Thanks for the troubleshooting.
Comment 6 leigh scott 2017-05-15 11:06:35 CEST
Fix released
Comment 7 Steve 2017-05-20 22:56:58 CEST
What was the fix?  My akmod-nvidia still won't build with kernel 4.10.15-100.  I get the following error:

/tmp/akmodsbuild.ck7ghHEr/BUILD/nvidia-kmod-375.39/_kmod_build_4.10.15-100.fc24.i686+PAE/common/inc/nv-mm.h: In function 'nv_page_fault_va':
/tmp/akmodsbuild.ck7ghHEr/BUILD/nvidia-kmod-375.39/_kmod_build_4.10.15-100.fc24.i686+PAE/common/inc/nv-mm.h:142:46: error: 'struct vm_fault' has no member named 'virtual_address' 
         return (unsigned long)(uintptr_t)(vmf->virtual_address);
                                              ^~

I tried to build nvidia-kmod myself, but it only builds kmod-nvidia-375.39-2.fc24.i686.rpm, not the kmod-nvidia-4.10.15-100.fc24.i686+PAE-375.39-2.fc24.i686 that I presumably need, and I have no idea why.
Comment 8 Steve 2017-05-20 23:11:48 CEST
Created attachment 1781 [details]
Patch for kmod-nvidia package

OK, I had to change buildforkernels in nvidia-kmod.spec to "newest" and now I can build.

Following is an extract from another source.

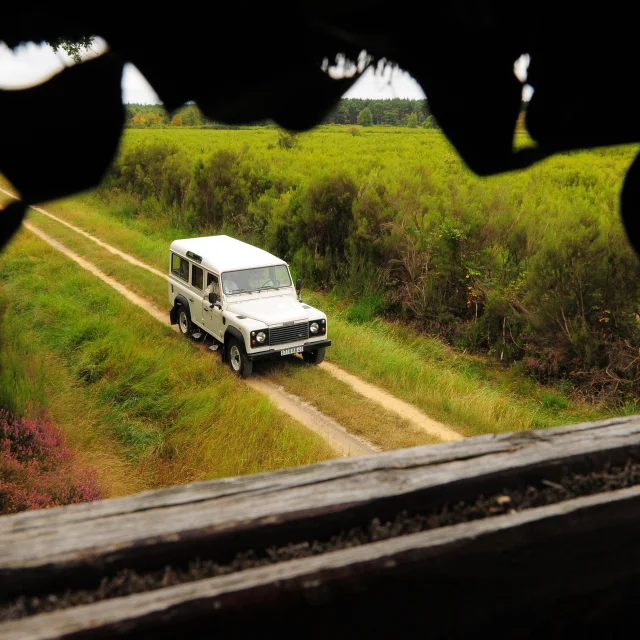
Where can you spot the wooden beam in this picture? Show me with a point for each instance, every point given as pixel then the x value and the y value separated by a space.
pixel 449 581
pixel 72 546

"virtual_address" was renamed to "address" in struct vm_fault recently.  See https://github.com/01org/linux-sgx-driver/pull/19 for another package that had to deal with this.

The enclosed patch got kmod-nvidia to build in 4.10.15, and I'm running the driver now.
Comment 9 leigh scott 2017-05-21 09:29:03 CEST
Created attachment 1782 [details]
build log

(In reply to Steve from comment #8)
> Created attachment 1781 [details]
> Patch for kmod-nvidia package
 
> The enclosed patch got kmod-nvidia to build in 4.10.15, and I'm running the
> driver now.

It compiles fine here without the need for any additional patching, I have bumped f24 packages to  version 375.66
If that fails as well you will need to report the issue to nvidia as i686 shouldn't fail.